The mapping data acquisition system uses the RS-LiDAR-M1, an automotive-grade solid-state LiDAR. It operates with a 905 nm wavelength laser, providing a maximum range of 200 m and an accuracy ranging within ±5 cm. The LiDAR has a horizontal field of view of 120° with a resolution of 0.2°, a vertical field of view of 25° with a resolution of 0.2°, and the ability to output up to 750,000 points per second in single-echo mode. The selected IMU model is the STIM300, with an accelerometer resolution of 1.9 μg, bias instability of 0.05 mg, gyroscope resolution of 0.22°/h, and gyroscope bias instability of 0.3°/h. The sensor installation and layout diagrams for the subway environment and the industrial park environment are illustrated in Figure 4a,b, respectively.

4.2. Subway Tunnel Scene

Given the degraded nature of tunnel scenes, where the number of feature points in LiDAR point clouds for matching is limited and prone to misalignment, the covariance of point-to-plane residuals needs to be increased when detecting degradation in the frontend odometry. Simultaneously, in the ESKF filter, the covariance of IMU inertial solutions is reduced. During the backend optimization process, considerations include addressing drift in low-speed stationary train scenarios and selecting appropriate landmarks.

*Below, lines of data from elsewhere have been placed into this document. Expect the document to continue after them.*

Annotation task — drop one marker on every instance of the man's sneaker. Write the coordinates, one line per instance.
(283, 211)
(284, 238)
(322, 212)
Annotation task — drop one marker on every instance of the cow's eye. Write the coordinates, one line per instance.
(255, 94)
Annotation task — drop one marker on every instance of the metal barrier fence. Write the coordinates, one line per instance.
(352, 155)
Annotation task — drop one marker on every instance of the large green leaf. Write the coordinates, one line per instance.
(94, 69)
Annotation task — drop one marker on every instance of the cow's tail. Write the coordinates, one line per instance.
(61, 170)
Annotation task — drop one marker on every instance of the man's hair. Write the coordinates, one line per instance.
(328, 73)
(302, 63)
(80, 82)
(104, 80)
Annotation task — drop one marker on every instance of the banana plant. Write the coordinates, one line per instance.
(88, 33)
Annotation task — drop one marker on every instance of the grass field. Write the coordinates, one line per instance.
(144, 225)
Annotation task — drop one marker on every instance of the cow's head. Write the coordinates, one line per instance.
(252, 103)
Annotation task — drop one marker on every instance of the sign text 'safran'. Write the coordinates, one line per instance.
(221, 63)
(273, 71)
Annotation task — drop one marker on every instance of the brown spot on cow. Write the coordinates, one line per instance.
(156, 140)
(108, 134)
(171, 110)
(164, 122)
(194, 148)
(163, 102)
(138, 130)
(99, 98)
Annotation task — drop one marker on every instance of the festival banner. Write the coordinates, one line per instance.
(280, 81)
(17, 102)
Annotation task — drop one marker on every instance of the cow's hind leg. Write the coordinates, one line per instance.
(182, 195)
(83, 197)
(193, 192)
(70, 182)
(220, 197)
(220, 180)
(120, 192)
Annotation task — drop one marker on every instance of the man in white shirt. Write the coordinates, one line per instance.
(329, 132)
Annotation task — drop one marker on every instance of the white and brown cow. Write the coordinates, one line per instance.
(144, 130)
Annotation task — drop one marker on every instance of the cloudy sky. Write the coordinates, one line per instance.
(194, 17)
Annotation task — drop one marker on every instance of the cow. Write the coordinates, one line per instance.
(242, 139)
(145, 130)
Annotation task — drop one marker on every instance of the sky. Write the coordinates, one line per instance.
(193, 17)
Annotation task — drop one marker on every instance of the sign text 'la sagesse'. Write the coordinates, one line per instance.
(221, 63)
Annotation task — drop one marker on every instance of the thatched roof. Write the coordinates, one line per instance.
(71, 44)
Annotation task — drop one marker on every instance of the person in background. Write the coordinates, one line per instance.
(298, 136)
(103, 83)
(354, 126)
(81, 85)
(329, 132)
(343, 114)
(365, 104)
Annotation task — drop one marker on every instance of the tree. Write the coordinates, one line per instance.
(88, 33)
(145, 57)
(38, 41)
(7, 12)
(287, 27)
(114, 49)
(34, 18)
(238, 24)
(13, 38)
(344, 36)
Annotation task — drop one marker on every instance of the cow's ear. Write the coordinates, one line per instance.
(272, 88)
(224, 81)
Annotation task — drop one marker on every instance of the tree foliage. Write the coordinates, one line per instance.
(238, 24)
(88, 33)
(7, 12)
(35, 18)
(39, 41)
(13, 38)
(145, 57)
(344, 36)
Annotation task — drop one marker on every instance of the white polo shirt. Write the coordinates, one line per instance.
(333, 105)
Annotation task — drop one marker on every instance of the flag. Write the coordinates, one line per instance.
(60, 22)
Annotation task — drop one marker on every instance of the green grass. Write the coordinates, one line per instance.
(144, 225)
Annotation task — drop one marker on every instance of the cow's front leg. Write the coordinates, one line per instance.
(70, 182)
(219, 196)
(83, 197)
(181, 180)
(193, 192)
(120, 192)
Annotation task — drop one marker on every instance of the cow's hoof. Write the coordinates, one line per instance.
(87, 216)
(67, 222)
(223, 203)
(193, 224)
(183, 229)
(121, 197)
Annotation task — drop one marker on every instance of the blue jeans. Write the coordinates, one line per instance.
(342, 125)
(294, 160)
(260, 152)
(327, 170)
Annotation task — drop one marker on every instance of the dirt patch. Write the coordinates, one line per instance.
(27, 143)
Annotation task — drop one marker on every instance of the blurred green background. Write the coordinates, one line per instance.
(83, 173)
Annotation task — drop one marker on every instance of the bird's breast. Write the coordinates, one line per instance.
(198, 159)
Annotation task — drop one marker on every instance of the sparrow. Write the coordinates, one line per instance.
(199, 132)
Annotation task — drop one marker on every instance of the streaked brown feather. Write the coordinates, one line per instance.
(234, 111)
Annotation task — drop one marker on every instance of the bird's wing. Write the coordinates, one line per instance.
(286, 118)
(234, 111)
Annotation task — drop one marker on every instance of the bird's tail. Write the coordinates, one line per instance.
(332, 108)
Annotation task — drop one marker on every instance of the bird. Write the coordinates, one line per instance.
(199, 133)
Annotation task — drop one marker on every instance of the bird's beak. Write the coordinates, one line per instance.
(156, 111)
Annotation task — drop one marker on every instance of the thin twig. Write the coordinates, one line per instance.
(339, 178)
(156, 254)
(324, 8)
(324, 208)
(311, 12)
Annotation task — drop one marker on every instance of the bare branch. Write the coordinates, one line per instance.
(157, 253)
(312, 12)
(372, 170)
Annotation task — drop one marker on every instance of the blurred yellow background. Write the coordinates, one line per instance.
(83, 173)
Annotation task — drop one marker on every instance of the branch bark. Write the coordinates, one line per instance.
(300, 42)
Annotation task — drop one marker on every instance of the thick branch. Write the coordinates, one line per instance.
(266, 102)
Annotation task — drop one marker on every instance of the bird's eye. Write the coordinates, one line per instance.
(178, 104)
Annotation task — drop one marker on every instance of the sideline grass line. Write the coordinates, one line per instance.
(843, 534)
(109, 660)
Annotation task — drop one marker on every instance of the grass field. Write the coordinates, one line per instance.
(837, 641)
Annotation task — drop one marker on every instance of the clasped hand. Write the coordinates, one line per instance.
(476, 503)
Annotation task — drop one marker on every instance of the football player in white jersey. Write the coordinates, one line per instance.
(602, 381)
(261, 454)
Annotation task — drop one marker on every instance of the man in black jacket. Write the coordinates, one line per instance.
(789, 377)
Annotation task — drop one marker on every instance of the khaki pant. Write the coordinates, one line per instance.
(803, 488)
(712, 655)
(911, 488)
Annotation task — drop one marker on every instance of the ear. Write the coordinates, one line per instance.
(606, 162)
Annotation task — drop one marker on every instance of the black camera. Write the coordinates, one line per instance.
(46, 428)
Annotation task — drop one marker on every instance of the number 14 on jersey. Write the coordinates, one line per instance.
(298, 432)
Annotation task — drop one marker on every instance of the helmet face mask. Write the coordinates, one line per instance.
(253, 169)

4.2.1. Low-Speed Stationary Scenario

During the map data collection process, the train normally stops in the platform area, which is rich in features. There are enough planar feature points for inter-frame matching and the addition of ICP constraints, as shown in Figure 5. Features such as the tunnel wall and the train stop sign can be used for matching.
However, in situations where the train is stationary in the curved section of the tunnel or when the ICP factor is turned off in the algorithm, significant drift can occur when there is a large change in train speed during stationary periods, as illustrated in Figure 6. The output trajectory exhibits a backward movement when the train is stationary, emphasizing the need to avoid abrupt acceleration, deceleration, and stops in severely degraded scenes during map data collection.

4.2.2. Landmark Selection

Due to the limited number of extractable landmarks in subway tunnel scenes, the intensity information of point clouds and the arrangement of signs inside the tunnel are considered. The recognition of hundred-meter markers is chosen as a landmark for constraints, as shown in Figure 7. Since the hundred-meter markers are made of metal, the intensity information is substantial, allowing for direct extraction of relevant point clouds based on intensity filtering. The final step involves extracting the centroid coordinates of the relevant point clouds and incorporating them into the factor graph for optimization and solving.

4.2.3. Landmark Selection

In the subway tunnel scenario, quantitative analysis is challenging due to the lack of ground truth. Therefore, the evaluation is based on multiple data collections in the same subway tunnel scene, comparing the consistency of trajectories and focusing on the assessment in platform areas and tunnel sections. The three-dimensional point cloud results of the mapping are shown in Figure 8 and Figure 9. In the original point cloud, the tracks and tunnel walls are clearly visible, indicating that our algorithm achieves high accuracy in local areas.
To evaluate the consistency of data collected, we used the trajectory from the initial mapping session as ground truth and analyzed the error in the overlap between the trajectories of subsequent mapping sessions. To address the challenge of ensuring a consistent starting point for each data collection, we utilized the evo tool to align the trajectories of multiple sessions, as illustrated in Figure 10. Developed by Michael Grupp, the evo tool is a Python package designed for assessing odometry and SLAM results. It provides functionalities, including aligning and comparing trajectories, computing errors, and generating visualizations, facilitating a comprehensive evaluation of localization and mapping performance. The maximum Absolute Pose Error (APE) recorded was 0.1 m, with an average of 0.04 m and a Root Mean Square Error (RMSE) of 0.05 m.
Additionally, due to the significant distance between subway stations in tunnels, mapping within the tunnels involves a higher number of keyframes and the use of unsampled point clouds for stitching. This results in elevated computational and memory requirements for offline map construction. To address these challenges, we propose a multi-map stitching approach, creating a map for each platform interval and then concatenating maps from multiple intervals. Since subway platforms exhibit rich features, we choose to stop and concatenate maps at these locations. We record the last frame pose of the previous map as the initial pose for the current map and manually adjust constraints at the platform using the interactive SLAM method to reduce cumulative errors [33].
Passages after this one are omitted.